Ranking the scores of the 155 markets tracked by MSCI Capital Liquidity Scores, we see a notable drop when comparing 2008-14 to 2015 onward. Calgary’s average rank in these two periods dropped from 72 to 128, Houston’s fell from 19 to 32 and Perth’s average rank fell from 86 to 102, as institutional investors turned to other markets in the wake of the bubble.
Capital-market liquidity has retreated relative to other markets
Even though commodity prices have rebounded through the pandemic, excess supply and memories of the last boom have meant that the impact on commercial real estate has been much more limited.
Positives and challenges
While returns have not surged, the gap between the returns in commodity cities and other markets has narrowed in recent quarters, and some outperformance has returned. By the end of June, annual total returns stood at -6.0% globally compared to 2.3% for Calgary, -5.1% for Houston and 0.8% for Perth.

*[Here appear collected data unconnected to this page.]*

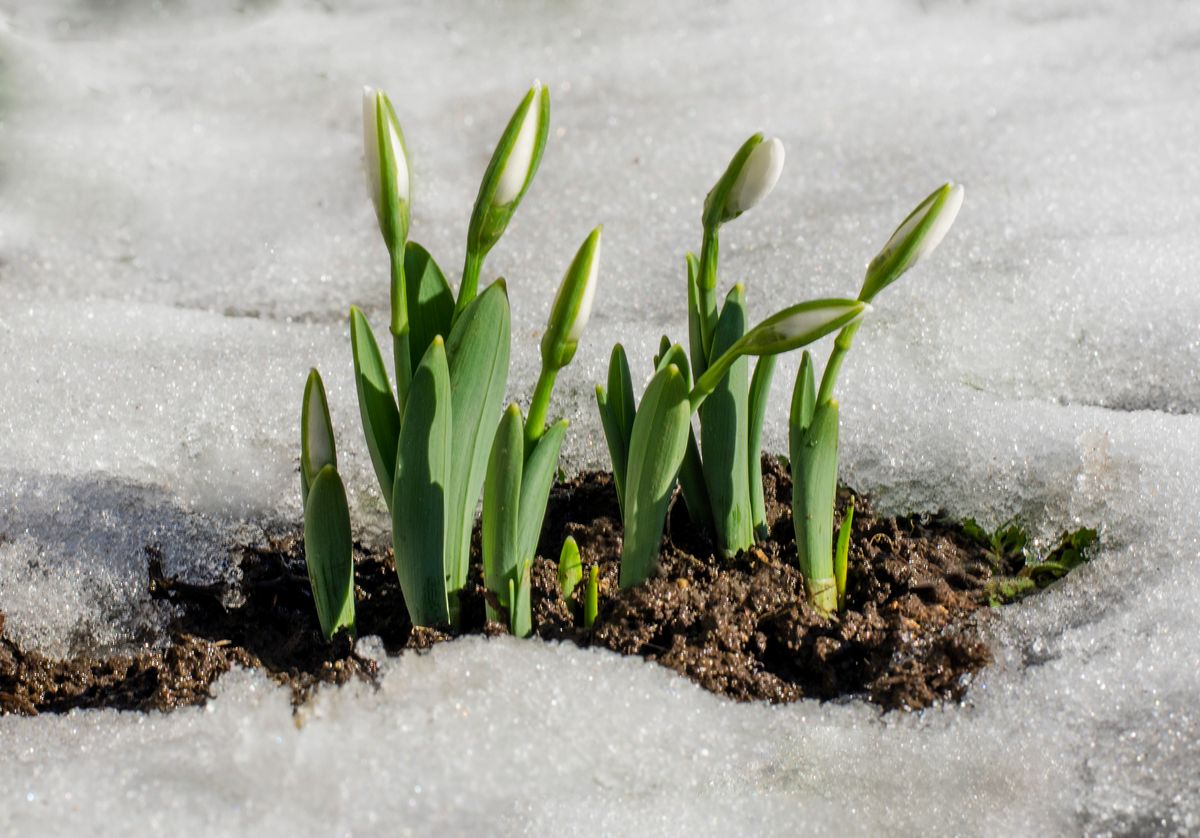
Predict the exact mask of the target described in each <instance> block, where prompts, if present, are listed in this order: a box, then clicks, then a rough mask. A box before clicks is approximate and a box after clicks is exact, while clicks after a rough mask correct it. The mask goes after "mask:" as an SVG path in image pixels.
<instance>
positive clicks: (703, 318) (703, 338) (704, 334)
mask: <svg viewBox="0 0 1200 838" xmlns="http://www.w3.org/2000/svg"><path fill="white" fill-rule="evenodd" d="M716 231H718V227H715V226H714V227H704V239H703V241H702V243H701V247H700V276H698V277H696V300H697V303H698V307H700V336H701V342H702V343H703V347H704V357H706V360H707V359H708V354H709V353H710V352H712V351H713V333H714V331H715V330H716V256H718V250H719V249H720V245H719V243H718V238H716Z"/></svg>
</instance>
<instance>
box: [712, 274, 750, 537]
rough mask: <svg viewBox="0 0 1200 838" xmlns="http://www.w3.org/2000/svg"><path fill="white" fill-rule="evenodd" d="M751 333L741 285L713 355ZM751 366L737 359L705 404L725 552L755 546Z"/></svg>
mask: <svg viewBox="0 0 1200 838" xmlns="http://www.w3.org/2000/svg"><path fill="white" fill-rule="evenodd" d="M744 333H745V292H744V291H743V288H742V286H740V285H737V286H734V287H733V291H731V292H730V294H728V295H727V297H726V299H725V305H724V307H722V309H721V316H720V317H719V318H718V321H716V329H715V330H714V331H713V348H712V354H713V355H715V357H720V355H721V354H722V353H725V352H726V351H727V349H730V348H731V347H732V346H733V345H734V343H737V342H738V340H740V339H742V336H743V334H744ZM749 387H750V365H749V361H748V360H746V359H745V358H744V357H743V358H738V359H737V360H734V361H733V363H732V364H731V365H730V366H728V371H727V372H726V373H725V376H724V377H722V378H721V379H720V382H718V384H716V387H715V388H714V389H713V391H712V394H710V395H709V396H708V400H707V401H706V402H704V403H703V405H702V406H701V408H700V450H701V454H702V456H703V469H704V485H706V486H707V489H708V498H709V502H710V503H712V511H713V521H714V523H715V525H716V533H715V535H716V543H718V546H719V547H720V550H721V552H724V553H725V555H726V556H732V555H734V553H736V552H738V551H739V550H745V549H746V547H749V546H751V545H752V544H754V528H752V514H751V510H750V483H749V477H750V471H749V466H748V465H746V451H748V449H749V436H748V435H749V406H748V399H749Z"/></svg>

Vacancy rates have been trending down in recent years from the highs in 2021, while still remaining elevated — particularly in offices.
These positives are counterbalanced by some of the headwinds facing commercial real estate more broadly, however. Higher borrowing costs, uncertainty around remote work and the continued evolution of online shopping are all factors that could cast a shadow over real estate markets, including those of commodity cities.